On July 8, 1949, Judge Leahy of the District Court in Delaware entered an order (1) denying Zenith’s motion to stay the Chicago action, (2) denying Rauland’s motion to intervene in the Delaware action, and (3) granting RCA’s motion to stay Rauland’s independent action against RCA1 in the Delaware court.

[220]*220On June 26, 1953, plaintiff restated its motion in the Chicago action, as follows: to stay the trial of the Chicago case until after all matters in the Delaware case had been disposed of. Defendants having evinced an intention to take depositions, respondent indicated that such depositions would be stayed until further order. No order was actually entered. No depositions have been taken.

On February 11,1954, Zenith and Rauland filed an amendment to their counterclaim, in which they make detailed allegations as to damages said to have been sustained by them as a result of the conspiracy charged against the counter-defendants, and they ask for summons to issue against various cross-defendants named in the said amendment, and that damages be assessed, including treble damages, for violation of the anti-trust laws 2, as well as costs of suit and attorneys’ fees as provided by statute.

On June 15, 1954, Judge Igoe sustained a motion by Zenith and Rauland to permit them forthwith to proceed with discovery and to take depositions under the Federal Rules of Civil Procedure.

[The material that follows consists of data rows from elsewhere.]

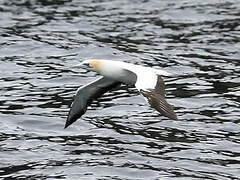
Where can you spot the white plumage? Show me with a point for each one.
(147, 80)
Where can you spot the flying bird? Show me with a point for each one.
(147, 80)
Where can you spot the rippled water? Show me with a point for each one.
(119, 137)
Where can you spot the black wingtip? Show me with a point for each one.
(68, 123)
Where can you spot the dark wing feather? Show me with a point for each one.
(156, 98)
(86, 94)
(159, 103)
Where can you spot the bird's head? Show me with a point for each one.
(93, 64)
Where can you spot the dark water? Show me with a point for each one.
(119, 137)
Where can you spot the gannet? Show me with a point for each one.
(147, 80)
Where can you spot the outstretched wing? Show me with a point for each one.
(86, 94)
(156, 98)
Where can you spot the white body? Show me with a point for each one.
(146, 76)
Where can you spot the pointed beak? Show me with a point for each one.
(82, 64)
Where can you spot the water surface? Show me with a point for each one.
(119, 137)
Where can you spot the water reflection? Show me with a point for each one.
(119, 137)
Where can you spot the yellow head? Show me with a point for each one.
(94, 64)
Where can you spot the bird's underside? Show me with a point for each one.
(86, 94)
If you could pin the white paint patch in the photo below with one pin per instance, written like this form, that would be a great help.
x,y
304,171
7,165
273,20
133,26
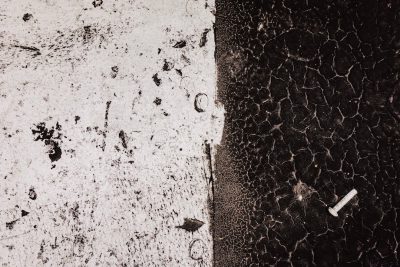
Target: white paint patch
x,y
133,162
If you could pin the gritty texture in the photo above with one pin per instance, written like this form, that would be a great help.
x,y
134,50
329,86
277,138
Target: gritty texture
x,y
311,93
103,154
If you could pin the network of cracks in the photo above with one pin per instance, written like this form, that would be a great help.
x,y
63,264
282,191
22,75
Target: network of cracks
x,y
311,92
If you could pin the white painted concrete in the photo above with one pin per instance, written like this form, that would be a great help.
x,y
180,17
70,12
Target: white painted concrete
x,y
101,203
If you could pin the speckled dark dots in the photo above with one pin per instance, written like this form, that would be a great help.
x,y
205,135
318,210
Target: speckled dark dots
x,y
311,92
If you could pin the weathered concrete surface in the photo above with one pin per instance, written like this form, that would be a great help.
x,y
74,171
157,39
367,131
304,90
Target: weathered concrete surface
x,y
103,151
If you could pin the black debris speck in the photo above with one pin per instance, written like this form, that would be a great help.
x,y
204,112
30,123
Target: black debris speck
x,y
157,101
27,16
77,118
191,225
32,194
97,3
179,72
24,213
168,65
123,137
10,225
180,44
156,80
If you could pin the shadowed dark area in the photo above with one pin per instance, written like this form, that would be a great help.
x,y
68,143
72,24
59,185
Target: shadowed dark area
x,y
311,92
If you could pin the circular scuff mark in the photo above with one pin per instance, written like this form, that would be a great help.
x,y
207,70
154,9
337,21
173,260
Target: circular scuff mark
x,y
201,102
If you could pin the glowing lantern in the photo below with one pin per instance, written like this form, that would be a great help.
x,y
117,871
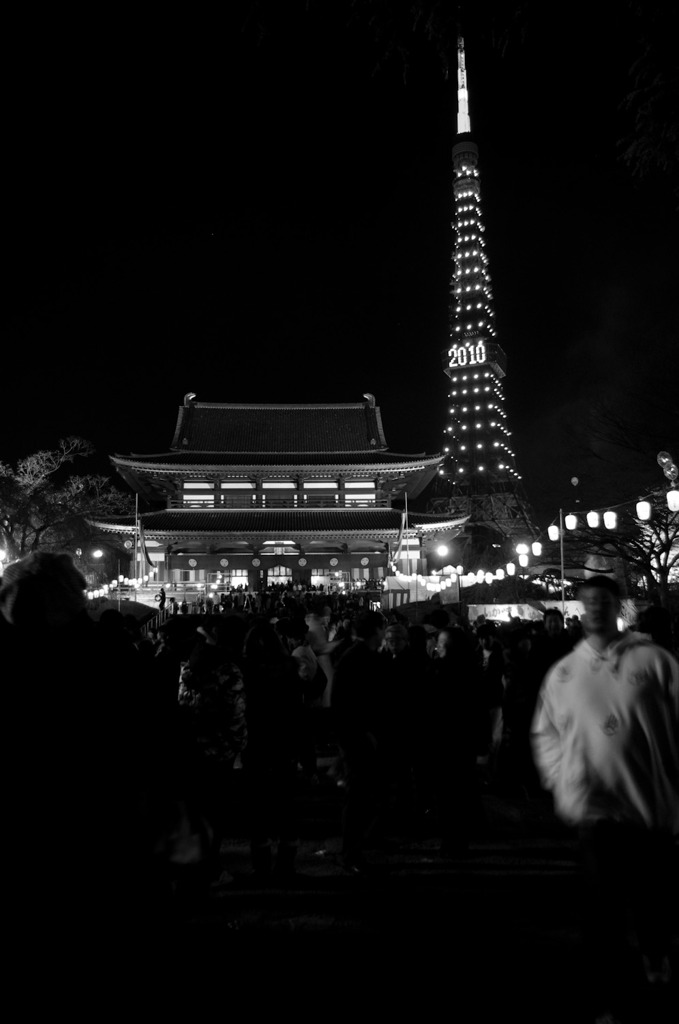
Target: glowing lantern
x,y
643,511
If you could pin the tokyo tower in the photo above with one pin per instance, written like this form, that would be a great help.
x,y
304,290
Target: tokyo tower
x,y
478,477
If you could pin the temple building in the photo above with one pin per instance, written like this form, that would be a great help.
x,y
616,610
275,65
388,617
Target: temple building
x,y
254,495
478,477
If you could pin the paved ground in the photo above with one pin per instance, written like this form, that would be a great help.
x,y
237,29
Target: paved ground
x,y
492,936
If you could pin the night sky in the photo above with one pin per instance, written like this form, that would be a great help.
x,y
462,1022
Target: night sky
x,y
193,206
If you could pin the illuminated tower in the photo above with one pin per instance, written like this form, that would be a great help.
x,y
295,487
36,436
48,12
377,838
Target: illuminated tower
x,y
478,476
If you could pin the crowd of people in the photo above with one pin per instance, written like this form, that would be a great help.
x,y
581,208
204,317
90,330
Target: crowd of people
x,y
129,741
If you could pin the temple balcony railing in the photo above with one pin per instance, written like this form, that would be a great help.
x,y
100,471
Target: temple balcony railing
x,y
294,502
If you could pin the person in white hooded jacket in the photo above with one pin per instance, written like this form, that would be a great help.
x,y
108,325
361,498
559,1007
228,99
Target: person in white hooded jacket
x,y
605,742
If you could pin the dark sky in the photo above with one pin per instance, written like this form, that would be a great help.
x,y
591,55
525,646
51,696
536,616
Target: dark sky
x,y
193,207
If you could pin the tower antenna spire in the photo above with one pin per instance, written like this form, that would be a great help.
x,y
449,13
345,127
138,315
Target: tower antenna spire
x,y
464,124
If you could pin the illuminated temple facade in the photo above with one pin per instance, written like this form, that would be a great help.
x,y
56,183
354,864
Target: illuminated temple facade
x,y
478,477
254,495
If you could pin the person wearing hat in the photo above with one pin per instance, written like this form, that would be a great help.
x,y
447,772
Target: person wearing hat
x,y
605,739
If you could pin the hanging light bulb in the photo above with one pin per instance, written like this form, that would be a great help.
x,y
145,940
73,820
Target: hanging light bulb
x,y
643,511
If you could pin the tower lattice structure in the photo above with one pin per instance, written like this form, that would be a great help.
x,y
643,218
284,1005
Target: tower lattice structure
x,y
478,477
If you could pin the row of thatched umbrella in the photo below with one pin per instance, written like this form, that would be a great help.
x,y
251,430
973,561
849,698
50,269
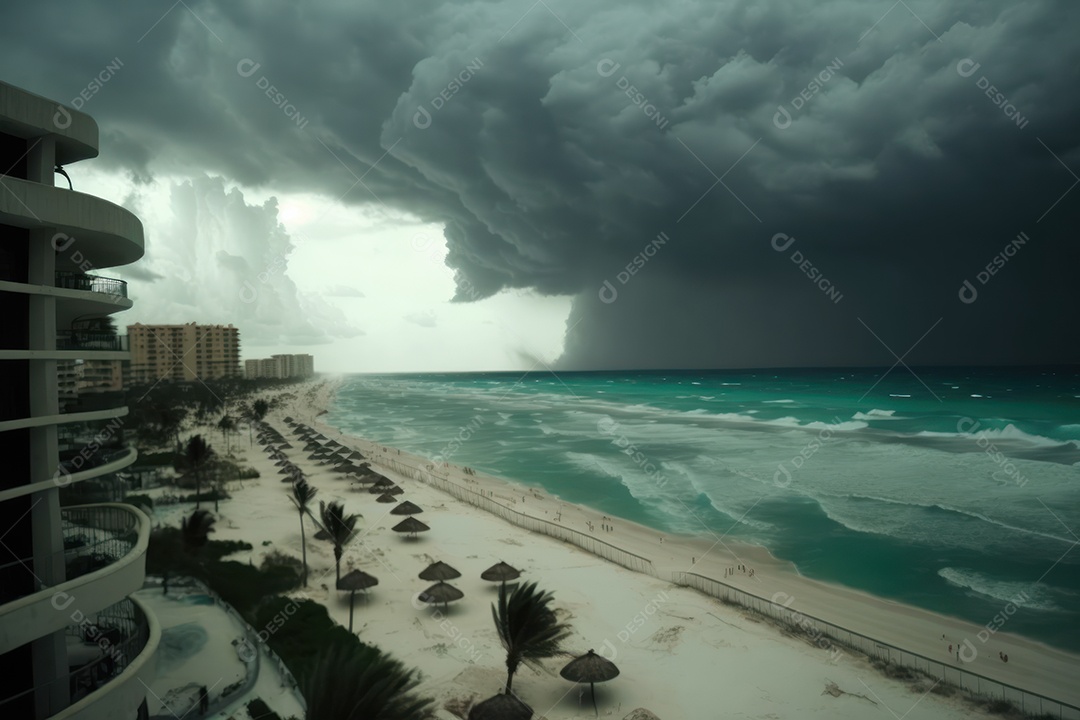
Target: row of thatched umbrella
x,y
591,668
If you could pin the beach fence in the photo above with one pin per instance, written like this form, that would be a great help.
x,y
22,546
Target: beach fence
x,y
826,635
582,540
821,633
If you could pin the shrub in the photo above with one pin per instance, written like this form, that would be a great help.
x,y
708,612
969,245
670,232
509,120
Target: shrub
x,y
140,501
298,630
259,710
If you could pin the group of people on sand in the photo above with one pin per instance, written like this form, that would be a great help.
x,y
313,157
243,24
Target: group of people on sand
x,y
1001,655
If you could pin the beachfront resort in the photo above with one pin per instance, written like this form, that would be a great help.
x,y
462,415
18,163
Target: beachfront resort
x,y
192,543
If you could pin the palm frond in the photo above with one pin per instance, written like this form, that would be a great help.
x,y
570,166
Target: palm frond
x,y
352,681
527,626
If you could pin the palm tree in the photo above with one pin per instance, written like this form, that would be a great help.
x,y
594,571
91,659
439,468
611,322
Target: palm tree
x,y
197,454
194,531
528,628
226,424
260,408
339,527
301,497
353,681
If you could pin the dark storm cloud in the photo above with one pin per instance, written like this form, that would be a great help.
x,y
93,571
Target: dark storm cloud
x,y
556,145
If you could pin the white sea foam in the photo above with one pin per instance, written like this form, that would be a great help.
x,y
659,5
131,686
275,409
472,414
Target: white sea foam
x,y
877,415
1024,595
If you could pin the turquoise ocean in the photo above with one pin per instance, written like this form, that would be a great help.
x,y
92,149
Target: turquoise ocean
x,y
957,490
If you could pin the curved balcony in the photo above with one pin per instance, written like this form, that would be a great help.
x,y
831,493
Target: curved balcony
x,y
108,652
105,560
78,281
116,460
92,340
28,116
88,230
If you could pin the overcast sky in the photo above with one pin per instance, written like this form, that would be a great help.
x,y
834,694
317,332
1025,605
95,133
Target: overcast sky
x,y
453,186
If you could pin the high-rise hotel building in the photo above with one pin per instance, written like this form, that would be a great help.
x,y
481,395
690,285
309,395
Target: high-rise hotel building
x,y
72,641
183,353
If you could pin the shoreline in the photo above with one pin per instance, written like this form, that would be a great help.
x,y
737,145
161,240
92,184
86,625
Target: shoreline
x,y
1041,668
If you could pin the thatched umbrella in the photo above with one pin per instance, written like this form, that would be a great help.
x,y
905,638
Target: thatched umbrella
x,y
439,571
406,508
501,707
591,668
500,572
412,526
441,593
358,580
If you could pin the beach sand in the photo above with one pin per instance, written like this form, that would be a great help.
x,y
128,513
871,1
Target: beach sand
x,y
682,653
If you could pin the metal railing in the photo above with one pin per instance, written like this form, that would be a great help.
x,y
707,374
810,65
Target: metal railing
x,y
108,640
94,538
91,340
78,281
586,542
824,634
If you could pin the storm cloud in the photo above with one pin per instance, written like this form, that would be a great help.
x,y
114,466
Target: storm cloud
x,y
716,184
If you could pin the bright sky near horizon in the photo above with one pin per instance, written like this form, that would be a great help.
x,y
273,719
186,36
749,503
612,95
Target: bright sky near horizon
x,y
467,185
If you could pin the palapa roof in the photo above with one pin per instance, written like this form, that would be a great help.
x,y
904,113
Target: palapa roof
x,y
439,571
590,668
356,580
500,572
501,707
441,593
409,525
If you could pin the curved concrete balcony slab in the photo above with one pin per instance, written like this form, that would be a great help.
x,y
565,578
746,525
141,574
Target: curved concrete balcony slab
x,y
91,232
121,696
28,116
51,609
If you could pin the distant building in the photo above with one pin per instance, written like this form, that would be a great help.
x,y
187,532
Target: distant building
x,y
78,379
280,367
183,353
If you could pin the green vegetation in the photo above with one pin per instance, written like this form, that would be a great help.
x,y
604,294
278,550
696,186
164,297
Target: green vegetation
x,y
352,681
527,626
257,709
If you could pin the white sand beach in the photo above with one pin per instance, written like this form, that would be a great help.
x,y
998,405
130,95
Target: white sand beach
x,y
682,653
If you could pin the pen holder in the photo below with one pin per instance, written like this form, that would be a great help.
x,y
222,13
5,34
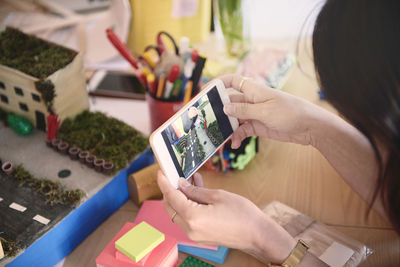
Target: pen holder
x,y
161,110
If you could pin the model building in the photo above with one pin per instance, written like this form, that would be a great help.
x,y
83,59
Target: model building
x,y
38,78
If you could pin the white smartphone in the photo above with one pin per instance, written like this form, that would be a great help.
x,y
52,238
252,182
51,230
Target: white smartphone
x,y
190,137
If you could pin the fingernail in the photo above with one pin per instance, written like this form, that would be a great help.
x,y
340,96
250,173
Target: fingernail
x,y
183,182
229,109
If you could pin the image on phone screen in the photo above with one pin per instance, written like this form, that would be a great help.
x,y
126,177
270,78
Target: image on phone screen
x,y
197,133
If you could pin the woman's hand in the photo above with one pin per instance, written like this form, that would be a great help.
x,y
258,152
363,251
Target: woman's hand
x,y
267,112
222,218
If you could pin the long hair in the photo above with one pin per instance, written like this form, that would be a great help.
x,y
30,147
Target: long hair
x,y
357,59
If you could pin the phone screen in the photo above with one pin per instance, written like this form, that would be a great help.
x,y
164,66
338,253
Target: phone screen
x,y
197,133
120,85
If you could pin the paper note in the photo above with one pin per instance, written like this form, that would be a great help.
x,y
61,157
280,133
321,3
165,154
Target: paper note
x,y
336,255
165,254
1,251
41,219
139,241
18,207
152,212
184,8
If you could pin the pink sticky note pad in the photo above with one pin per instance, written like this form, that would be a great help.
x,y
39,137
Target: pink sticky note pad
x,y
165,254
152,212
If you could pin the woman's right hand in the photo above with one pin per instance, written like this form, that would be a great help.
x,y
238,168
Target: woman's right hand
x,y
267,112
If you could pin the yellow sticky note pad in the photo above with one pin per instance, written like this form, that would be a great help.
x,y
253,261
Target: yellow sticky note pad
x,y
139,241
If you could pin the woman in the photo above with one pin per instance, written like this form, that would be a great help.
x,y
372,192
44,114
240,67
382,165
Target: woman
x,y
356,53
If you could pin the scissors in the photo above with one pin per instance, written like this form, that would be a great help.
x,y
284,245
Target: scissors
x,y
160,48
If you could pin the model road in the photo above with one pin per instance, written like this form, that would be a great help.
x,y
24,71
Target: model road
x,y
191,158
20,225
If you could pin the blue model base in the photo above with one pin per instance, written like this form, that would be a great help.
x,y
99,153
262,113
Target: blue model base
x,y
82,221
217,256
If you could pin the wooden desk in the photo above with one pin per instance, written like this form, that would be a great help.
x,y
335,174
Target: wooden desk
x,y
296,175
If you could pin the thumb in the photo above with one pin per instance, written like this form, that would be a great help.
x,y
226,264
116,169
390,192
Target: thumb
x,y
197,194
244,111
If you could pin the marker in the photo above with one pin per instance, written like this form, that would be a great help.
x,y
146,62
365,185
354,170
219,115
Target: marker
x,y
188,92
151,83
190,64
196,74
142,77
146,71
176,89
161,83
150,58
173,75
183,45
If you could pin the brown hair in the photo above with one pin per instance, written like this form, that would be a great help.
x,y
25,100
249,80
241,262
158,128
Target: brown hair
x,y
356,52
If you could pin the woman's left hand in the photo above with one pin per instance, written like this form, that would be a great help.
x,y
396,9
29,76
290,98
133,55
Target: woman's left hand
x,y
223,218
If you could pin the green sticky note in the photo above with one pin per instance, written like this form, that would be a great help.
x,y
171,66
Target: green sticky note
x,y
139,241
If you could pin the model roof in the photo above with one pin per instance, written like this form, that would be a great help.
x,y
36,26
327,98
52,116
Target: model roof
x,y
32,55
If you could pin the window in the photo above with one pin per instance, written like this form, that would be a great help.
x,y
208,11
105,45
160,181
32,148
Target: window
x,y
4,99
18,91
23,106
36,97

This is the order now under attack in this proceeding.

An important distinction exists between the power of a court to stay proceedings pending before it and the propriety of using that power, which calls for a weighing of competing interests and the maintenance of an even balance. Landis v. North American Co., 299 U.S. 248, at page 254, 57 S.Ct. 163, 81 L.Ed. 153. The power to stay proceedings is incidental to the power inherent in every court to control the disposition of the causes on its docket with economy of time and effort for itself, for counsel, and for litigants. The power to order that proceedings be stayed to abide proceedings in another court is not limited to situations where the parties to the two causes are the same and the issues identical. On the other hand, a determination of the propriety of using such a power in a given situation requires that the suppliant for such a stay must make out a clear case of hardship or inequity in being required to go forward, if there is even a fair possibility that the stay for which he prays will work damage to some one else. Only in rare circumstances will a litigant in one cause be compelled to stand aside while a litigant in another settles the rule of law that will define the rights of both. Considerations, such as these, however, are counsels of moderation rather than limitations upon power. Benefit and hardship will be set off, one against the other, and upon an ascertainment of the balance the court will exercise a discretionary judgment in the exercise of its power. Landis v. North American Co., supra.